Pour le Pr Somda, les mères de jumeaux profitent de la générosité des gens, liée à l’importance de la croyance religieuse dans la vie des Burkinabè. Il dénonce le phénomène de la mendicité des mères de jumeaux qui, selon lui, "sacrifie l’éducation des jumeaux qui n’ont plus de milieu intime", la rue étant leur seule référence. Mais les mères de jumeaux ne l’entendent pas de cette oreille. "Personne ne souhaite parcourir les rues de Ouagadougou en ces temps d’insécurité. Si nous le faisons, c’est justement pour l’avenir de nos enfants", martèlent-elles.

Un appel à la solidarité

Grâce au soutien du centre Kin-kirs yiri, beaucoup d’entre elles sont en train d’établir les extraits de naissance de leurs enfants en âge d’aller à l’école. "Beaucoup de jumeaux sont en âge d’aller à l’école et leurs mères aussi manifestent cette volonté de les y envoyer. Et comme la plupart de ces enfants n’ont aucun papier administratif, alors nous voulons les aider dans ce sens", a affirmé le vice-président du centre, Issouf Douamba.
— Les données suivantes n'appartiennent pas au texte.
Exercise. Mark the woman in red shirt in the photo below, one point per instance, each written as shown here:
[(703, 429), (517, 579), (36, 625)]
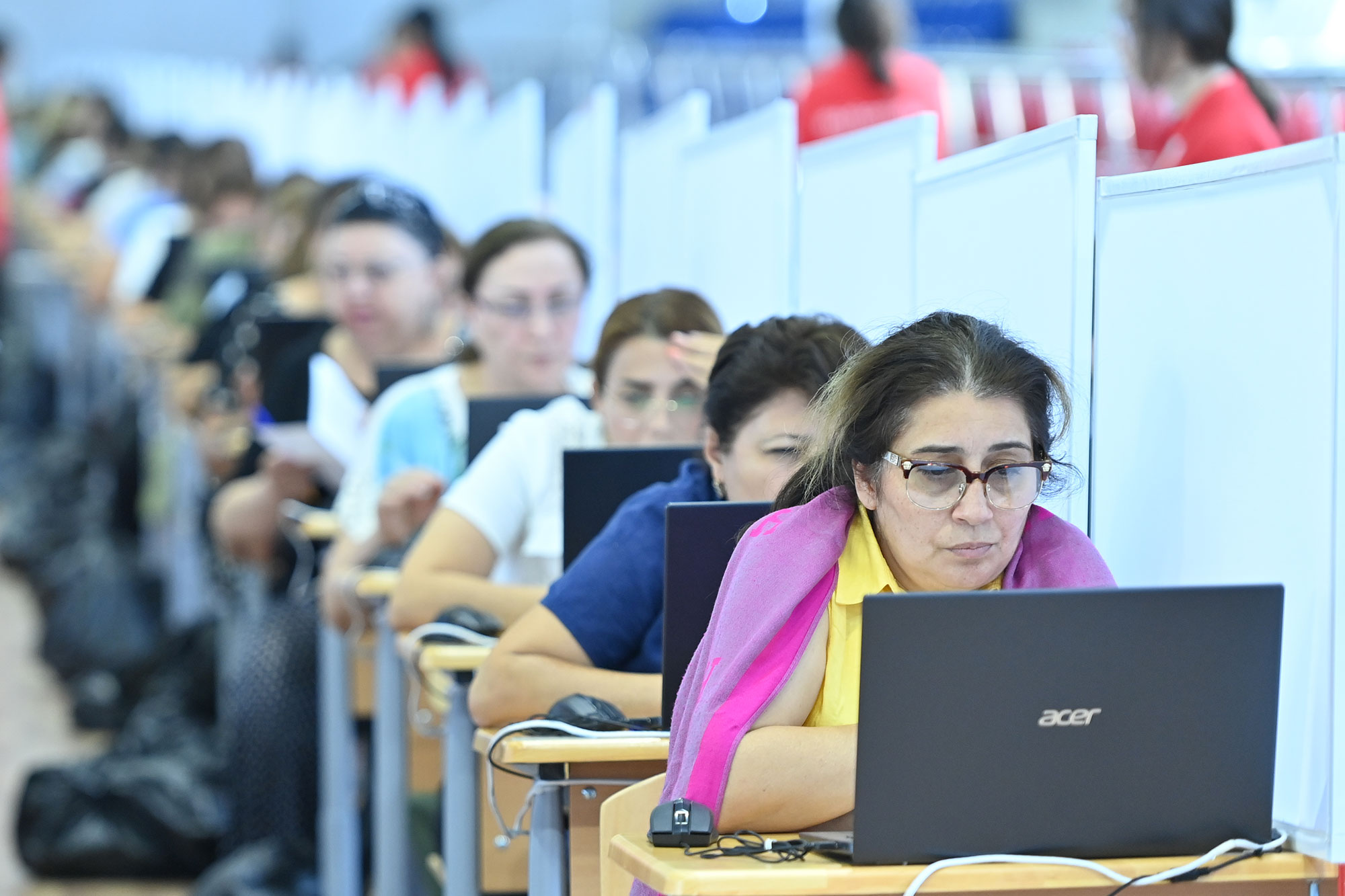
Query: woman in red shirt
[(416, 53), (1182, 48), (872, 81)]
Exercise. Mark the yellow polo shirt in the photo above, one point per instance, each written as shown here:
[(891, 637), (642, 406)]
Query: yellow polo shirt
[(861, 571)]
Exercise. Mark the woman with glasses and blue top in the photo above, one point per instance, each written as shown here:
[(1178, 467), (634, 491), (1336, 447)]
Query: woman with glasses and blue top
[(599, 631), (933, 448), (496, 541), (523, 288)]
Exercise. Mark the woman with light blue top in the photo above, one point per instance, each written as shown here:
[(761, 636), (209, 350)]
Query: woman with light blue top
[(524, 284)]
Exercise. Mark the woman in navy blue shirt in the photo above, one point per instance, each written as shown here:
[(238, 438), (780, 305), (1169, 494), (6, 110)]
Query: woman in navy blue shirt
[(601, 627)]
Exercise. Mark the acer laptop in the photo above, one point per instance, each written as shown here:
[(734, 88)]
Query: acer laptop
[(597, 481), (700, 538), (1096, 724)]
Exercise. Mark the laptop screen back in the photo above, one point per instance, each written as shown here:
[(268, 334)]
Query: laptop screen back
[(1101, 723), (700, 541), (597, 481), (485, 417)]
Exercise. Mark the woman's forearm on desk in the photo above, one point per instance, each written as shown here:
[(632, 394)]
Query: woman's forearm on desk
[(423, 596), (787, 778)]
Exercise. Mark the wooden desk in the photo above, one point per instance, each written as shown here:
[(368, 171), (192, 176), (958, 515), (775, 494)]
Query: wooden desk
[(377, 581), (559, 758), (529, 749), (450, 669), (670, 872), (319, 525)]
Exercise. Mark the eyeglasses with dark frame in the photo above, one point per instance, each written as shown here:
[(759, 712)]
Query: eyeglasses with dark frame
[(934, 485)]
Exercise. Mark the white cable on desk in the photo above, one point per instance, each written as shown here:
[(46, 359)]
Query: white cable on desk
[(450, 630), (415, 639), (1227, 846), (512, 831)]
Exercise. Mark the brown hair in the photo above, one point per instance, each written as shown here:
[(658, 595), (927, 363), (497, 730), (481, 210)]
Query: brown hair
[(868, 404), (654, 314), (502, 237), (779, 354), (1206, 28)]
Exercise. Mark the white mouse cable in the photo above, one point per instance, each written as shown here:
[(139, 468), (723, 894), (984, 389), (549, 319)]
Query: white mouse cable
[(1227, 846)]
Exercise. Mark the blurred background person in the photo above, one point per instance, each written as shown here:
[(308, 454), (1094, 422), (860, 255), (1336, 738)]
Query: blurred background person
[(874, 80), (1182, 49), (416, 52)]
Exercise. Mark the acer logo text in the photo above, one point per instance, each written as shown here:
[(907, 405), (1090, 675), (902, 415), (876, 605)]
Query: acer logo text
[(1067, 717)]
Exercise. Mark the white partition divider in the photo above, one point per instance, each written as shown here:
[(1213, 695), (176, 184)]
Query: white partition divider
[(740, 217), (440, 138), (652, 196), (1007, 233), (582, 198), (1217, 421), (504, 166), (857, 221)]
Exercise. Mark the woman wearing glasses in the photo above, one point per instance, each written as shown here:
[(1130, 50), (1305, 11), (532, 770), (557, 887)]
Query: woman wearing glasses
[(601, 628), (496, 540), (933, 448), (523, 287)]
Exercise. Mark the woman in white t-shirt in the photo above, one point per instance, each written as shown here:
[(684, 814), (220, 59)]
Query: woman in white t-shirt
[(496, 540), (416, 439)]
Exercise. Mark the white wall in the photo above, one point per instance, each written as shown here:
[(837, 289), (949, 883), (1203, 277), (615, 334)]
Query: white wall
[(1007, 233), (1217, 411), (857, 221), (742, 194), (582, 198)]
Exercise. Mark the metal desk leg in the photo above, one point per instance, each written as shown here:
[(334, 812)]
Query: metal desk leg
[(548, 860), (461, 811), (338, 834), (392, 841)]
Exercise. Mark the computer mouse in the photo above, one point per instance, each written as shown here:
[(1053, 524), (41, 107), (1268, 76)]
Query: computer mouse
[(588, 712), (470, 618)]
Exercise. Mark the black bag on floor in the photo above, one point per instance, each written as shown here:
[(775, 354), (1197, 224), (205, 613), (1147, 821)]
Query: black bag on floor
[(264, 868), (155, 806), (103, 614), (126, 815)]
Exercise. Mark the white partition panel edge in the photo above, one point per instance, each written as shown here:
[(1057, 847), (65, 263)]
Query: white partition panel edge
[(652, 194), (856, 221), (504, 174), (1218, 365), (742, 188), (582, 198), (1007, 233)]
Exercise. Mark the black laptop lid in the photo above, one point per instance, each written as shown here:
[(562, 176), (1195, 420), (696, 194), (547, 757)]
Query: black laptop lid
[(485, 417), (597, 481), (391, 376), (700, 540), (1104, 723)]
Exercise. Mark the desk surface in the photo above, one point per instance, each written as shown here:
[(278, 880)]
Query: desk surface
[(319, 525), (528, 749), (673, 873), (442, 658), (377, 581)]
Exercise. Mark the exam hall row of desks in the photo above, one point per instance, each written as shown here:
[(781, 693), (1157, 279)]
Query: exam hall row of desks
[(599, 844)]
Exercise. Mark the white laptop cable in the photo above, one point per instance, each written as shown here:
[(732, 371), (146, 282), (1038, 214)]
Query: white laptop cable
[(510, 831), (1223, 849)]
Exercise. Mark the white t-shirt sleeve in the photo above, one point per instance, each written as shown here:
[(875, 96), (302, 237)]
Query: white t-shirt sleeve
[(496, 493)]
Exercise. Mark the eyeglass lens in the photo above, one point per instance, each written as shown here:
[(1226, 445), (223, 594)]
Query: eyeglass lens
[(939, 487)]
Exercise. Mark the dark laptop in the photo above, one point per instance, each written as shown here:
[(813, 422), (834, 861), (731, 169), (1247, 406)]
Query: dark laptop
[(700, 540), (389, 377), (485, 417), (597, 481), (1094, 724)]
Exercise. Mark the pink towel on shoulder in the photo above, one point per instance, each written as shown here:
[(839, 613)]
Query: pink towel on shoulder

Le secrétaire à l’organisation de ce centre, Samson Zongo, lui, lance un appel aux autorités étatiques afin que le phénomène de la mendicité des mères de jumeaux soit traité avec beaucoup plus d’attention car, dit-il, le phénomène prend de l’ampleur. "Nous sommes à plus de 200 mères de jumeaux qui ont adhéré à notre centre. Et chaque dimanche, nous enregistrons de nouvelles venues".

Il y a quelques mois, le centre a bénéficié de l’appui de l’Action sociale, ce qui lui a permis de distribuer des vivres à ses pensionnaires. La majorité des femmes affirment être prêtes à délaisser la mendicité si on leur proposait une solution alternative. Aussi appellent-elles les dirigeants à plus d’égards à leur endroit.